This is why we return every year

----------


## Miss Honey

Xtabi

----------


## conway scott

almost sunset

----------


## Jaherring

Very nice photos!

----------


## conway scott

The view looking at Charela

----------


## conway scott

Island Magic

----------


## conway scott

Have lots of picture but can only post 1 at a time because we only have satellite internet connection out here in the country

----------


## Miss Honey

View from Pushcart. Nice sunset views.

----------


## Miss Honey

The cabin room is one of the small cottages at Catcha. Nice private decks on the back of them.

----------


## *vi*

Enjoying your pictures, Miss Honey.  Thank you for sharing.  Are the cottages on the Catcha cliff side or the gardens?

----------


## conway scott

Beach Landmark

----------


## Miss Honey

The cottages are at Catcha. Actually a decent value.

----------


## Miss Honey

Conway I love this section of the beach.

----------


## SoloTraveller

> Conway I love this section of the beach.


I've only stayed there once, but White Sands has a strong gravitational pull that drags me there almost every day for hours on end.

----------


## Whynot

Who has a better beach with the low trees than Charela? Nobody,not even CSA.

----------


## Miss Honey

Never stayed at Charela but the beach looks beautiful

----------


## captaind

Does Charela allow day visitors to the beach and sell food/drink?

Thanks

Cap

----------


## conway scott

The answer to both of your questions is yes.  I have stayed at many different places and I would say without a doubt that Charela has the best beach front.  The palm tree are great for shade when needed

----------


## Bnewb

> Does Charela allow day visitors to the beach and sell food/drink?
> 
> Thanks
> 
> Cap


Capt...the last time I checked...it was $25us to use their beach, loungers,  pool etc...the $25 goes towards food and drinks.

----------


## captaind

> Capt...the last time I checked...it was $25us to use their beach, loungers,  pool etc...the $25 goes towards food and drinks.

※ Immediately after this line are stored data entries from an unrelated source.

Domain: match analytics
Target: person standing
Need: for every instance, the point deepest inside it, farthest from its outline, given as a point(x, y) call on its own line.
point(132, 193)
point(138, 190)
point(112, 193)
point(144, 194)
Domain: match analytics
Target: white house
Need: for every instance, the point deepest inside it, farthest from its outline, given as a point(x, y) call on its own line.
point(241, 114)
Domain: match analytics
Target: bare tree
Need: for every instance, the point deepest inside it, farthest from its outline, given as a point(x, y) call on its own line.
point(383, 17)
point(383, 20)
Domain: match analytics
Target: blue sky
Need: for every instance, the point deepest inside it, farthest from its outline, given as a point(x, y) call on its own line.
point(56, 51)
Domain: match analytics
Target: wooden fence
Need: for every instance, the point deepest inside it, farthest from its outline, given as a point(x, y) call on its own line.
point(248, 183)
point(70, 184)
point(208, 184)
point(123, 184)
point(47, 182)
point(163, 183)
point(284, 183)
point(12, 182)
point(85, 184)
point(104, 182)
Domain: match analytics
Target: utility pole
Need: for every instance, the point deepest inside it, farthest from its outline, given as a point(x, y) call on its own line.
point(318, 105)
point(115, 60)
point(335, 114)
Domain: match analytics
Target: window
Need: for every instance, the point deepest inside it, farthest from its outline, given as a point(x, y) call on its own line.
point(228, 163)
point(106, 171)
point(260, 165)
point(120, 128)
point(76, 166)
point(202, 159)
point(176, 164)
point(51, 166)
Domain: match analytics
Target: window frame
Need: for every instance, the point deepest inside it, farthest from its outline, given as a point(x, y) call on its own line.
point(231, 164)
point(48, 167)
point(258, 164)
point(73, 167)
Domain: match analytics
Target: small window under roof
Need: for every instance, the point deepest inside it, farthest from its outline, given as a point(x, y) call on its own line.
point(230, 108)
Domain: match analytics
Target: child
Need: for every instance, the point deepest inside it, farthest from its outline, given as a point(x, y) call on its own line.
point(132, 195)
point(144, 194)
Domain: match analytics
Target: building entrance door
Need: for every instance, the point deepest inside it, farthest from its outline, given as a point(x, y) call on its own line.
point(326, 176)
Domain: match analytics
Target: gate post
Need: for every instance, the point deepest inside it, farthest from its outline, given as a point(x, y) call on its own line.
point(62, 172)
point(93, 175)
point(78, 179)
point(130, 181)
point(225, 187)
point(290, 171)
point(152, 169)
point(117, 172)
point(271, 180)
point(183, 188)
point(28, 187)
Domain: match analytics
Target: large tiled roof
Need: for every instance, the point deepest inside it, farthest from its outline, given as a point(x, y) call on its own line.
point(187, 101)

Sounds worth a try. We'll certainly spend the 25 on food/drinks

Thanks

Capt

----------


## Rob

Capt,

Just stopped by Charela and the current price is US$20 per person. And as Lisa mentioned, the entire cost can be redeemed in food and beverage!

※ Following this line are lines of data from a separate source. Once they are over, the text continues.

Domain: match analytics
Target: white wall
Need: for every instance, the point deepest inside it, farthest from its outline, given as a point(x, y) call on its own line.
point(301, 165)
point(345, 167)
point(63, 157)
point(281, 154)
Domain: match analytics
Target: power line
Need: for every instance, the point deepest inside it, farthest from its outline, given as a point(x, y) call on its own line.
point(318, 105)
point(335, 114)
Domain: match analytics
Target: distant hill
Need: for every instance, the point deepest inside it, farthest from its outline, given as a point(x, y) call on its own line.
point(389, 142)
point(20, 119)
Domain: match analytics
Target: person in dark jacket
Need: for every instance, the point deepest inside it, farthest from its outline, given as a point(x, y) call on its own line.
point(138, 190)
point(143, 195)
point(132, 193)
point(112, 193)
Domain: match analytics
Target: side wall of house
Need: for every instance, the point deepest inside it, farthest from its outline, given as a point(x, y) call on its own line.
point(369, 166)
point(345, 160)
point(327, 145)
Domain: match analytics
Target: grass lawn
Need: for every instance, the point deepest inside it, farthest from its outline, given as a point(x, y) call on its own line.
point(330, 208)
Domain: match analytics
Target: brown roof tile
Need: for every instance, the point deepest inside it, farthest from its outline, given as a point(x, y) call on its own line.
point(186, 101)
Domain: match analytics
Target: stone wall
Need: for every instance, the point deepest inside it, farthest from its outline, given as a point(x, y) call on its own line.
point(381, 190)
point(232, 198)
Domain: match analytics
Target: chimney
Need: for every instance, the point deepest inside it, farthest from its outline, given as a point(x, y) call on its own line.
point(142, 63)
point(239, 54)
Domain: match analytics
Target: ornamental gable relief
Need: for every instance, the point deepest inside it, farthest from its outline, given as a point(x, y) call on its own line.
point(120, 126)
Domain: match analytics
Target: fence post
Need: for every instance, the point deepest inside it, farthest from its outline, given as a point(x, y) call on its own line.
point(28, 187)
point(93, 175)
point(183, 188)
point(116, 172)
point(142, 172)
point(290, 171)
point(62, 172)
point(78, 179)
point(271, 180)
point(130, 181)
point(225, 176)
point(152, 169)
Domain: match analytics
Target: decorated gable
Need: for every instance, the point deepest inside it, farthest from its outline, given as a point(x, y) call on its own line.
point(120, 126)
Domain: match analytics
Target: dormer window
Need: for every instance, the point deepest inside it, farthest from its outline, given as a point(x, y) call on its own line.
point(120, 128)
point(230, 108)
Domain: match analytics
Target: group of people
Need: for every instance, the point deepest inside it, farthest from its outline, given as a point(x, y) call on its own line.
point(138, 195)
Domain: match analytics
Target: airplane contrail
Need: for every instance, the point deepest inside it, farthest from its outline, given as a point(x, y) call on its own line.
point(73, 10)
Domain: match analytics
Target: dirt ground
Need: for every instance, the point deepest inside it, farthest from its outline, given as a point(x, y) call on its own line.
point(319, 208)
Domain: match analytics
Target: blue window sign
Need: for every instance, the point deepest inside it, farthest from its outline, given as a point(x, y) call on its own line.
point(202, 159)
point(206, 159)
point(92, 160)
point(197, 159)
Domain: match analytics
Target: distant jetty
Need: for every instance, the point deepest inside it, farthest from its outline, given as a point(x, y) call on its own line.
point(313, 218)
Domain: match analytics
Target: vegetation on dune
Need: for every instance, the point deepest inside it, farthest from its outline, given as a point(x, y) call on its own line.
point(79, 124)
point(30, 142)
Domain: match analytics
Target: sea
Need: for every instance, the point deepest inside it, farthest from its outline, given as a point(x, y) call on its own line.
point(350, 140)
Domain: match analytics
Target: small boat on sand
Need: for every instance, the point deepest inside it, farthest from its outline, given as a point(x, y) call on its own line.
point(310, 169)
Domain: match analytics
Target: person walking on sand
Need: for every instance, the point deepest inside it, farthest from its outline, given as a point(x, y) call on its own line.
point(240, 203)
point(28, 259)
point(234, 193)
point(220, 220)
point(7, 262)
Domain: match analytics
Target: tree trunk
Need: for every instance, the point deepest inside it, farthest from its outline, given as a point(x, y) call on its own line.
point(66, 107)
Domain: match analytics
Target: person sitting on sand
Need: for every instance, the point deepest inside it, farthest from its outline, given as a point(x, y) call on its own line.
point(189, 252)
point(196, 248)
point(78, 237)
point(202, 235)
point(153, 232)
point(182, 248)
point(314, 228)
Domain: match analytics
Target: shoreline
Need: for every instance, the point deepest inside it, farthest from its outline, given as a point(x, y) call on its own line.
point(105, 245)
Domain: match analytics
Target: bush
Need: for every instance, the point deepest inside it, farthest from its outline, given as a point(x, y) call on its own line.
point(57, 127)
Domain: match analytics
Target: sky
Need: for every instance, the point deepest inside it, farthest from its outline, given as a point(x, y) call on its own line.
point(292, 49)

That makes an easy day on the beach even easier....

----------


## captaind

> Capt,
> 
> Just stopped by Charela and the current price is US$20 per person. And as Lisa mentioned, the entire cost can be redeemed in food and beverage!
> 
> That makes an easy day on the beach even easier....


Perhaps a new Cosmo's for us We always spend 5,000 at Cosmo's plus tip

Looking forward to it!

Thanks

----------


## conway scott

Another view from Charela

----------


## Miss Honey

look at that soft sand

----------


## conway scott



----------


## Irine

Across from corner bar?

----------


## conway scott

The picture was taken just past the center of town. Not sure what was on the other side of the road

----------


## TAH

> Across from corner bar?


Yes.

----------


## conway scott

Early morning calm.

----------


## Whynot

WoW  that is great info.....We will be at CoCo so we can go there to change it up. 


> Capt,
> 
> Just stopped by Charela and the current price is US$20 per person. And as Lisa mentioned, the entire cost can be redeemed in food and beverage!
> 
> That makes an easy day on the beach even easier....

----------


## conway scott

Flat lands

----------


## Miss Honey

> My count is down to 40 days . Nothing like Vacation pics to go with my morning coffee.


Love this beach

----------


## JohnNYC

Conway, 
                Like your shot from in front of White Sands / Nirvana.  How about this from a few feet further. In front of Idle

----------


## JohnNYC



----------


## Miss Honey

> My count is down to 40 days . Nothing like Vacation pics to go with my morning coffee.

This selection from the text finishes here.